Le NT identifie Jésus comme l’Agneau. Son sang ne symbolise pas seulement : il obtient une rédemption réelle. La Pâque prépare la compréhension de la substitution et du refuge en Messie.
Ex 12,13 ; Jn 1,29
Jn 1,29 ; 1 Co 5,7 ; 1 Pi 1,18-19
- Jugement réel (Ex 12). - Substitution : l’agneau meurt. - Sang = refuge. - NT : Jésus, Agneau (Jn 1). - Conclusion : substitution accomplie.
Refuge par substitution : l’Agneau annonce le Messie qui porte le jugement.

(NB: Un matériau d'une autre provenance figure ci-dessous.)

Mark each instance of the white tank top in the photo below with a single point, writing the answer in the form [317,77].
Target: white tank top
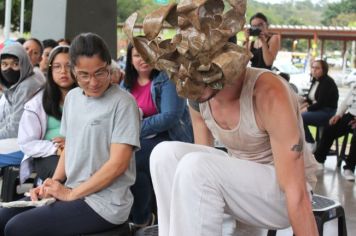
[246,141]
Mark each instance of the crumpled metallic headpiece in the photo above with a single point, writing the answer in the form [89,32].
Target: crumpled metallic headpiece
[199,55]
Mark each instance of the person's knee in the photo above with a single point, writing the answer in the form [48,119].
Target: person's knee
[162,153]
[193,168]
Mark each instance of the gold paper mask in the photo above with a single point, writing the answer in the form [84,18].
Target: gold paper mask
[199,55]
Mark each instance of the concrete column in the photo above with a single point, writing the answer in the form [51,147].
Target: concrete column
[66,18]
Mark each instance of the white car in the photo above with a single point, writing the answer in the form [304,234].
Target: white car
[350,78]
[299,80]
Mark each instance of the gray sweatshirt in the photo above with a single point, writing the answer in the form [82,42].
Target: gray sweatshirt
[14,97]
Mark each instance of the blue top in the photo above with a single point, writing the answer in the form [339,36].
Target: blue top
[173,115]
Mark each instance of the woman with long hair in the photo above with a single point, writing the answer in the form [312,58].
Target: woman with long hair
[91,184]
[165,116]
[39,138]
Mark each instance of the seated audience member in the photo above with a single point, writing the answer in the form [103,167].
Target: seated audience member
[116,74]
[339,125]
[21,40]
[63,41]
[39,137]
[48,45]
[34,49]
[165,116]
[100,123]
[321,101]
[265,46]
[19,85]
[265,178]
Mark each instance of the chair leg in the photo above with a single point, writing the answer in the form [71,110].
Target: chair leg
[271,232]
[342,224]
[320,225]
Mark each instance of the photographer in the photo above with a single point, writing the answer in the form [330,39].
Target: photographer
[265,46]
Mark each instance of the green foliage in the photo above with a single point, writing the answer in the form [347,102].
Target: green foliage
[15,14]
[342,13]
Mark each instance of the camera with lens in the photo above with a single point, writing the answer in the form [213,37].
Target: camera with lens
[254,31]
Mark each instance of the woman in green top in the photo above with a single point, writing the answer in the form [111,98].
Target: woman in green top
[39,137]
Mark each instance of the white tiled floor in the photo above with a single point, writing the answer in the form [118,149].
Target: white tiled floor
[330,184]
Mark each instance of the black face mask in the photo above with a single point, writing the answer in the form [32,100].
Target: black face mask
[11,76]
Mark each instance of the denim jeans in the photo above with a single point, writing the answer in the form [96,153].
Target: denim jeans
[316,118]
[58,219]
[142,190]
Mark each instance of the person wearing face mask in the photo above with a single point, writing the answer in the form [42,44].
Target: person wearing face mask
[266,176]
[19,84]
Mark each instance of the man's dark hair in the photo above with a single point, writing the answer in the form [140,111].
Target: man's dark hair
[21,40]
[260,16]
[49,43]
[89,45]
[131,73]
[324,66]
[52,95]
[38,42]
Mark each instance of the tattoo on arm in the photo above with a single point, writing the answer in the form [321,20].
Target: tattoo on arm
[298,147]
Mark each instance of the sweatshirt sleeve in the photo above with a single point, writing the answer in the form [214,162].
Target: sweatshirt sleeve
[30,137]
[10,124]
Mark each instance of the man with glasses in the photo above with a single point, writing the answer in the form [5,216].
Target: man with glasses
[19,84]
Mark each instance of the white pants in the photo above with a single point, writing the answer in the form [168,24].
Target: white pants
[195,185]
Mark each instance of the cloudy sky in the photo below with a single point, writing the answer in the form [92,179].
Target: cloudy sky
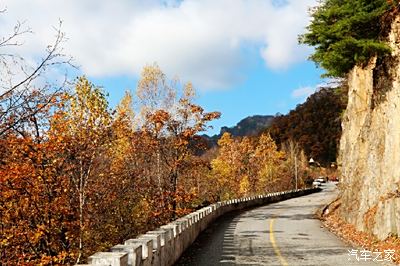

- Moraliser la Pâque sans substitution. - Chercher un refuge dans les œuvres. - Faire du rite un talisman.
Ne pas transformer le sang en superstition. Le point est la foi dans la promesse de Dieu et l’œuvre du Messie.
À dire : - « Christ, notre Pâque (1 Co 5,7). » - « Voici l’Agneau de Dieu (Jn 1,29). » À ne pas dire : - « Je mérite d’être épargné. » - « Le signe est magique. »
- Reposer sa conscience sur l’œuvre du Messie, pas sur soi. - Abandonner l’auto-justification : entrer dans le refuge par la foi. - Vivre dans la gratitude : rachetés pour appartenir à Dieu. - Annoncer un refuge clair à quelqu’un inquiet.
Beaucoup cherchent un refuge dans leurs efforts. La Pâque montre un refuge donné : le sang. En Messie, l’assurance vient d’une œuvre accomplie, reçue par la foi.